The City Council voted Thursday on a resolution to adopt Lunar New Year as an official annual school holiday in New York City.
Former Mayor Bill de Blasio had previously designated Lunar New Year a public school holiday in 2015. But this year, the New York City Department of Education did not designate Lunar New Year, which fell on Sunday, Jan. 22, this year, as a school holiday. Not even a Monday observance was recognized.
“Lunar New Year is one of the most important annual celebrations for our Asian communities,” Councilmember Chris Marte said. “Unfortunately, while Lunar New Year is recognized as a city holiday, the DOE has not allowed students to have a day off when the first day of the new year falls on a weekend. This caused a lot of confusion for students, and kept them from fully celebrating with their families.”
amNewYork Metro has reached out to the Department of Education for comment, and is awaiting a response.
Wayne Ho, the president of Chinese-American Planning Council, which serves 280,000 New Yorkers, said the community was disappointed with the omission of the Lunar New Year from the city holiday calendar.
“Many in the community, including community members were disappointed and angry at the mayoral office and DOE for not recognizing Lunar New Year as a holiday and letting students off on Monday,” Ho said. “It’s repeating the sins of the past where students are getting pulled out of school and employees need to take time off to celebrate one of the most important holidays.”

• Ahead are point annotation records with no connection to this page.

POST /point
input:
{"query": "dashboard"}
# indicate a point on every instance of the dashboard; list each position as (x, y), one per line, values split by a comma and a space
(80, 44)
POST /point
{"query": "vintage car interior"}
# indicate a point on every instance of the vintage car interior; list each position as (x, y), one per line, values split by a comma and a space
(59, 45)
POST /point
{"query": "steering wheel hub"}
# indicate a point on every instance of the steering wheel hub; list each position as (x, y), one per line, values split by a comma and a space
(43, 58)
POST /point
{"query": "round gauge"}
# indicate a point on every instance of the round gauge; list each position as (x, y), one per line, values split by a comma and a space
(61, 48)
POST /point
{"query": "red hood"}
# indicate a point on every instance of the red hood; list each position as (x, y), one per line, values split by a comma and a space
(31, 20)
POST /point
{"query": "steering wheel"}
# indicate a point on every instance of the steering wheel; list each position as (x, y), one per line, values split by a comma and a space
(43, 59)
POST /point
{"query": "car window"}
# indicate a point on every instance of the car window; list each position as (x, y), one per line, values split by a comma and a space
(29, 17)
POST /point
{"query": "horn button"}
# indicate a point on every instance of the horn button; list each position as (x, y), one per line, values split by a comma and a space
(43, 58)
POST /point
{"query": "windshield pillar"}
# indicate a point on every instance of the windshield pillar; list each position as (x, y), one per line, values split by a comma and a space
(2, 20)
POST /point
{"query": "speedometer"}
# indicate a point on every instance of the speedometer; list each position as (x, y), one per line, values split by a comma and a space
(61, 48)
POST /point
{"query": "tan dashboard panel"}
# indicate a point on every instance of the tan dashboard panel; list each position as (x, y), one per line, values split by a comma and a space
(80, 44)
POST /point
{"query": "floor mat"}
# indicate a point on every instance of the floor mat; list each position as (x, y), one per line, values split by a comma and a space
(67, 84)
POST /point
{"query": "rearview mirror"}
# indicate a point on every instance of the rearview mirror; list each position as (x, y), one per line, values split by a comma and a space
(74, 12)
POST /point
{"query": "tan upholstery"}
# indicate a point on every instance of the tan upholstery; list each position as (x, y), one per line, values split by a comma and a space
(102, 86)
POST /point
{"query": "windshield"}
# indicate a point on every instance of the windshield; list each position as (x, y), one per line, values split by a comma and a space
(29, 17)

Marte described the weeks of Lunar New Year celebration that falls within his district: parades, lion dances, firework viewings, and street fairs. Confetti lines every block and you can buy oranges on every corner. He noted the high numbers of supporters from the Chinatown, Flushing, and Sunset Park neighborhoods who testified at a community hearing on the resolution last month.
“The pandemic and rise in anti-Asian hate crimes led to families staying inside,” Marte said. “But this year, Chinatown came out in full force, proving the resiliency and strength of this immigrant community.”
Asians comprise 17% of New York City’s population, or roughly 1.5 million people. The Lunar New Year, which celebrates the beginning of the new year with its first moon cycle, is honored by billions of Chinese, Korean, Japanese, Vietnamese, Thai, and Tibetan people across Asia and around the world.
“Too often, decision makers and policymakers always play this game that if they do it for one group they have to do it for all groups,” Ho said. “There are so many holidays that DOE recognizes like, Chancellor’s Day. If they were concerned about the 180 days of instruction, they could have taken away some of the other holidays in late June with these random holidays.”
The City Council also adopted Councilmember Sandra Ung’s resolution on Feb. 2 urging Congress to designate Lunar New Year as a federally recognized holiday. Ung said the designation would recognize the Asian American community, the fastest growing demographic in the nation.
“Lunar New Year is an extremely important holiday in New York City,” Marte said. “It’s long overdue that our city recognizes this as an official holiday and that our Department of Education makes this an official school holiday as well.”